Butner Joseph D, Dogra Prashant, Chung Caroline, Koay Eugene J, Welsh James W, Hong David S, Cristini Vittorio, Wang Zhihui
Department of Radiation Oncology, The University of Texas MD Anderson Cancer Center, Houston, TX 77030, USA.
Institute for Data Science in Oncology, The University of Texas MD Anderson Cancer Center, Houston, TX 77030, USA.
Res Sq. 2024 Mar 29:rs.3.rs-4151883. doi: 10.21203/rs.3.rs-4151883/v1.
We present a study where predictive mechanistic modeling is used in combination with deep learning methods to predict individual patient survival probabilities under immune checkpoint inhibitor (ICI) therapy. This hybrid approach enables prediction based on both measures that are calculable from mechanistic models (but may not be directly measurable in the clinic) and easily measurable quantities or characteristics (that are not always readily incorporated into predictive mechanistic models). The mechanistic model we have applied here can predict tumor response from CT or MRI imaging based on key mechanisms underlying checkpoint inhibitor therapy, and in the present work, its parameters were combined with readily-available clinical measures from 93 patients into a hybrid training set for a deep learning time-to-event predictive model. Analysis revealed that training an artificial neural network with both mechanistic modeling-derived and clinical measures achieved higher per-patient predictive accuracy based on event-time concordance, Brier score, and negative binomial log-likelihood-based criteria than when only mechanistic model-derived values or only clinical data were used. Feature importance analysis revealed that both clinical and model-derived parameters play prominent roles in neural network decision making, and in increasing prediction accuracy, further supporting the advantage of our hybrid approach. We anticipate that many existing mechanistic models may be hybridized with deep learning methods in a similar manner to improve predictive accuracy through addition of additional data that may not be readily implemented in mechanistic descriptions.

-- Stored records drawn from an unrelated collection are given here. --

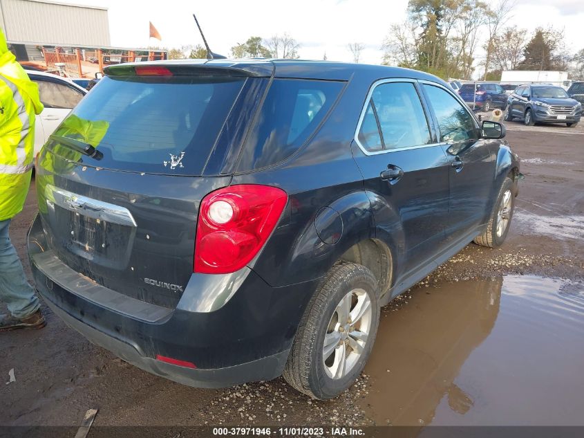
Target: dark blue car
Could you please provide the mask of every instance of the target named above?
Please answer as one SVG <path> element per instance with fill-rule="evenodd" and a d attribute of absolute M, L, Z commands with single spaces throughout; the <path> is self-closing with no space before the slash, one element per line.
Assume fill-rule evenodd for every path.
<path fill-rule="evenodd" d="M 520 176 L 505 134 L 412 70 L 112 66 L 38 157 L 37 287 L 159 376 L 283 374 L 333 397 L 365 365 L 382 306 L 473 239 L 502 244 Z"/>
<path fill-rule="evenodd" d="M 582 116 L 582 104 L 564 89 L 553 85 L 522 85 L 509 97 L 505 120 L 522 119 L 525 125 L 565 123 L 573 127 Z"/>
<path fill-rule="evenodd" d="M 505 108 L 507 95 L 498 84 L 462 84 L 458 94 L 470 108 L 489 111 L 494 108 Z"/>

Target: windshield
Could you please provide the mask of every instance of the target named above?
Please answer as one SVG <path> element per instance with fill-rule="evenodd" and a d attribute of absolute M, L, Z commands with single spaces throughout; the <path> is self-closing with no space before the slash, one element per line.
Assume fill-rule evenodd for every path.
<path fill-rule="evenodd" d="M 568 93 L 559 86 L 534 86 L 532 89 L 534 98 L 548 99 L 567 99 Z"/>
<path fill-rule="evenodd" d="M 55 131 L 95 147 L 89 165 L 198 175 L 245 77 L 105 77 Z M 62 148 L 53 145 L 55 153 Z"/>

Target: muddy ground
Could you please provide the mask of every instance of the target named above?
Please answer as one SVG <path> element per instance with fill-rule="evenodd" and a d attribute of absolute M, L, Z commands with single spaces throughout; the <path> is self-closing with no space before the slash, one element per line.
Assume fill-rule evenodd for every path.
<path fill-rule="evenodd" d="M 337 399 L 310 400 L 281 378 L 182 386 L 44 307 L 46 329 L 0 335 L 0 425 L 76 426 L 93 408 L 95 426 L 584 425 L 584 122 L 507 126 L 525 179 L 505 245 L 469 245 L 385 308 L 369 364 Z M 29 275 L 35 212 L 31 190 L 10 230 Z"/>

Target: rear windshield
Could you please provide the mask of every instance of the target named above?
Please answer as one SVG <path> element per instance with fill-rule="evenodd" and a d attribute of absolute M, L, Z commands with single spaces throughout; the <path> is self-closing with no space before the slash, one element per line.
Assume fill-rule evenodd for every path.
<path fill-rule="evenodd" d="M 77 157 L 91 165 L 198 175 L 245 81 L 232 77 L 105 77 L 55 134 L 96 147 L 99 160 Z"/>

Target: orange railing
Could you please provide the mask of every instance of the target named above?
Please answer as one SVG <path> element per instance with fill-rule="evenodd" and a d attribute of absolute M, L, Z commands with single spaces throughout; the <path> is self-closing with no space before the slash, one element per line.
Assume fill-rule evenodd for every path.
<path fill-rule="evenodd" d="M 64 53 L 59 51 L 50 52 L 43 49 L 45 64 L 49 69 L 58 69 L 57 64 L 64 64 L 65 71 L 74 76 L 83 76 L 81 68 L 81 54 L 79 49 L 75 49 L 75 53 Z"/>
<path fill-rule="evenodd" d="M 133 51 L 126 51 L 121 53 L 104 53 L 102 49 L 98 48 L 95 51 L 86 51 L 84 60 L 97 64 L 100 71 L 103 73 L 104 66 L 113 64 L 140 61 L 156 61 L 165 58 L 165 53 L 164 52 L 147 52 L 144 51 L 142 53 L 147 54 L 138 54 Z M 63 63 L 65 64 L 64 69 L 67 75 L 83 76 L 82 61 L 84 60 L 79 49 L 75 48 L 74 53 L 65 53 L 62 51 L 62 49 L 59 49 L 59 48 L 55 51 L 48 51 L 43 48 L 43 55 L 45 58 L 45 64 L 48 68 L 57 69 L 58 67 L 56 64 Z M 86 73 L 88 73 L 86 69 L 87 67 L 86 67 Z"/>

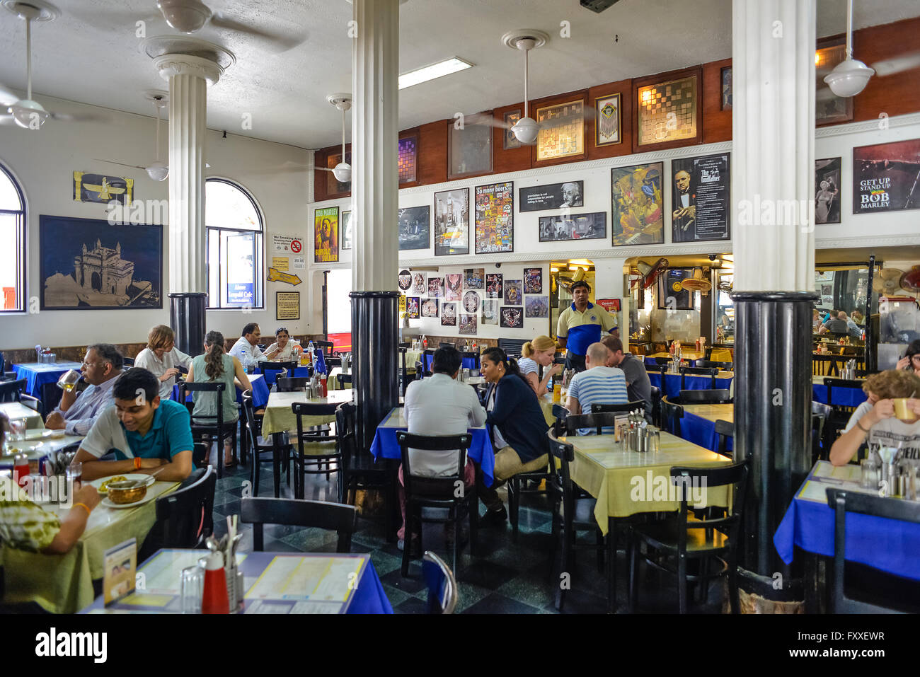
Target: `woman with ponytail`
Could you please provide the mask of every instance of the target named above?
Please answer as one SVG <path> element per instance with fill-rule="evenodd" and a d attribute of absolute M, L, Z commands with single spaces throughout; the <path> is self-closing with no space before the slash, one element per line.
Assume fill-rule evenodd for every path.
<path fill-rule="evenodd" d="M 549 426 L 543 417 L 534 389 L 521 373 L 517 362 L 500 348 L 483 351 L 482 375 L 489 382 L 486 394 L 486 423 L 491 426 L 495 449 L 495 484 L 487 487 L 482 471 L 476 483 L 479 499 L 488 511 L 479 520 L 482 526 L 502 523 L 508 519 L 501 499 L 495 490 L 518 473 L 545 468 L 549 463 Z"/>
<path fill-rule="evenodd" d="M 224 384 L 224 422 L 236 423 L 239 419 L 236 410 L 236 387 L 240 390 L 251 390 L 252 384 L 246 375 L 246 370 L 236 358 L 224 351 L 224 335 L 219 331 L 209 331 L 204 337 L 204 354 L 191 361 L 189 367 L 189 383 Z M 197 378 L 196 378 L 197 374 Z M 236 376 L 236 380 L 234 377 Z M 195 408 L 191 412 L 191 419 L 196 416 L 217 416 L 217 398 L 213 393 L 194 393 L 192 399 Z M 197 422 L 197 421 L 195 421 Z M 208 421 L 208 422 L 213 422 Z M 224 442 L 224 465 L 233 465 L 233 449 L 230 441 Z"/>

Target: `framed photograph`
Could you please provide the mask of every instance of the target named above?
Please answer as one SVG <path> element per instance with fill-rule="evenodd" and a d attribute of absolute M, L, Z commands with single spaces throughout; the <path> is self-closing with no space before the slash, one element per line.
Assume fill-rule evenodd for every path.
<path fill-rule="evenodd" d="M 610 231 L 614 247 L 664 243 L 664 163 L 610 170 Z"/>
<path fill-rule="evenodd" d="M 469 254 L 469 189 L 434 193 L 434 255 Z"/>
<path fill-rule="evenodd" d="M 814 161 L 814 223 L 840 223 L 840 157 Z"/>
<path fill-rule="evenodd" d="M 671 172 L 672 242 L 729 239 L 729 154 L 674 159 Z"/>
<path fill-rule="evenodd" d="M 540 242 L 598 240 L 607 236 L 607 212 L 571 216 L 541 216 Z"/>
<path fill-rule="evenodd" d="M 567 101 L 536 109 L 536 161 L 584 155 L 584 101 Z"/>
<path fill-rule="evenodd" d="M 525 317 L 548 317 L 549 316 L 549 297 L 548 296 L 528 296 L 524 302 Z"/>
<path fill-rule="evenodd" d="M 442 327 L 456 327 L 457 326 L 457 304 L 441 304 L 441 326 Z"/>
<path fill-rule="evenodd" d="M 920 208 L 920 139 L 853 149 L 853 213 Z"/>
<path fill-rule="evenodd" d="M 584 206 L 584 181 L 529 186 L 518 191 L 521 212 L 542 212 L 547 209 Z"/>
<path fill-rule="evenodd" d="M 448 122 L 448 179 L 492 171 L 492 128 L 486 124 L 491 114 L 467 115 L 463 129 L 457 129 L 459 120 Z"/>
<path fill-rule="evenodd" d="M 431 208 L 407 207 L 397 210 L 397 224 L 399 228 L 399 250 L 427 249 L 431 247 Z"/>
<path fill-rule="evenodd" d="M 313 212 L 315 243 L 313 262 L 339 260 L 339 208 L 327 207 Z"/>
<path fill-rule="evenodd" d="M 514 184 L 476 187 L 476 253 L 514 251 Z"/>
<path fill-rule="evenodd" d="M 40 310 L 163 307 L 163 226 L 39 216 Z"/>
<path fill-rule="evenodd" d="M 620 138 L 620 95 L 598 97 L 594 99 L 594 145 L 613 145 Z"/>
<path fill-rule="evenodd" d="M 516 125 L 519 120 L 521 120 L 520 109 L 517 110 L 510 110 L 507 113 L 505 113 L 504 122 L 506 125 L 509 125 L 509 129 L 505 130 L 505 133 L 502 137 L 504 139 L 501 144 L 502 150 L 510 151 L 512 148 L 521 147 L 521 142 L 517 140 L 517 137 L 514 135 L 514 132 L 512 132 L 510 129 L 511 127 Z"/>
<path fill-rule="evenodd" d="M 523 328 L 523 308 L 508 308 L 502 305 L 499 324 L 506 329 Z"/>

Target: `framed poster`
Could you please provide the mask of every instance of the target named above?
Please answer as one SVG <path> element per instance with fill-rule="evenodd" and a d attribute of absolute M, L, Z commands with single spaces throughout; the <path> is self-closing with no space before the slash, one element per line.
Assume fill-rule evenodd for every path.
<path fill-rule="evenodd" d="M 300 319 L 300 292 L 275 292 L 275 319 Z"/>
<path fill-rule="evenodd" d="M 840 157 L 814 161 L 814 223 L 840 223 Z"/>
<path fill-rule="evenodd" d="M 537 162 L 584 154 L 584 101 L 538 108 L 536 123 Z"/>
<path fill-rule="evenodd" d="M 853 149 L 853 213 L 920 208 L 920 139 Z"/>
<path fill-rule="evenodd" d="M 431 247 L 431 207 L 407 207 L 397 211 L 399 228 L 399 250 L 427 249 Z"/>
<path fill-rule="evenodd" d="M 163 226 L 39 216 L 40 310 L 163 307 Z"/>
<path fill-rule="evenodd" d="M 514 184 L 476 187 L 476 253 L 514 251 Z"/>
<path fill-rule="evenodd" d="M 729 239 L 729 154 L 671 161 L 671 240 Z"/>
<path fill-rule="evenodd" d="M 610 170 L 610 231 L 614 247 L 664 243 L 664 163 Z"/>
<path fill-rule="evenodd" d="M 469 254 L 469 189 L 434 193 L 434 255 Z"/>
<path fill-rule="evenodd" d="M 594 99 L 594 145 L 613 145 L 620 138 L 620 95 L 598 97 Z"/>
<path fill-rule="evenodd" d="M 529 186 L 518 191 L 521 212 L 541 212 L 547 209 L 584 206 L 584 181 L 551 183 L 548 186 Z"/>
<path fill-rule="evenodd" d="M 315 243 L 313 262 L 339 260 L 339 208 L 327 207 L 313 212 Z"/>
<path fill-rule="evenodd" d="M 597 240 L 607 236 L 607 212 L 571 216 L 541 216 L 540 242 Z"/>

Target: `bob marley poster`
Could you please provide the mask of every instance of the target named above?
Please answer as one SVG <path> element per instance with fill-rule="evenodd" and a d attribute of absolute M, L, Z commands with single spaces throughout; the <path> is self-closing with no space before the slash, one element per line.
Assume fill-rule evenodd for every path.
<path fill-rule="evenodd" d="M 314 217 L 314 263 L 339 260 L 339 208 L 317 209 Z"/>

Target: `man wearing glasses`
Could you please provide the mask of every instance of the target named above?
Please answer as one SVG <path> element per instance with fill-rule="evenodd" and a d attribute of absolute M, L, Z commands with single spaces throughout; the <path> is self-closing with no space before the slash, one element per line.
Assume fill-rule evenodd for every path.
<path fill-rule="evenodd" d="M 99 414 L 113 404 L 112 386 L 121 375 L 124 362 L 110 343 L 96 343 L 86 349 L 83 380 L 89 387 L 82 393 L 64 391 L 61 404 L 45 420 L 45 428 L 64 430 L 68 435 L 86 435 Z"/>

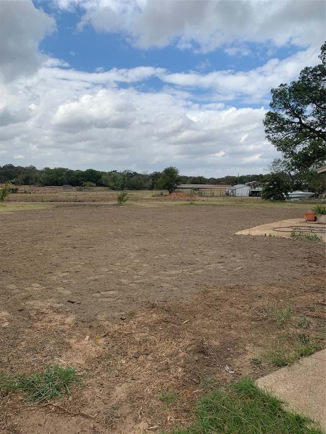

我们展示了一项研究,其中预测性机制建模与深度学习方法相结合,以预测免疫检查点抑制剂(ICI)治疗下个体患者的生存概率。这种混合方法能够基于可从机制模型计算得出(但在临床中可能无法直接测量)的指标以及易于测量的量或特征(这些特征并不总是容易纳入预测性机制模型)进行预测。我们在此应用的机制模型可以基于检查点抑制剂治疗的关键机制,从CT或MRI成像预测肿瘤反应,在本研究中,其参数与93例患者的现成临床指标相结合,形成一个用于深度学习事件时间预测模型的混合训练集。分析表明,与仅使用机制模型得出的值或仅使用临床数据相比,使用机制建模得出的指标和临床指标训练人工神经网络,基于事件时间一致性、Brier评分和基于负二项式对数似然的标准,实现了更高的个体患者预测准确性。特征重要性分析表明,临床参数和模型得出的参数在神经网络决策中都起着重要作用,并且在提高预测准确性方面,进一步支持了我们混合方法的优势。我们预计,许多现有的机制模型可能会以类似的方式与深度学习方法相结合,通过添加可能不易在机制描述中实现的额外数据来提高预测准确性。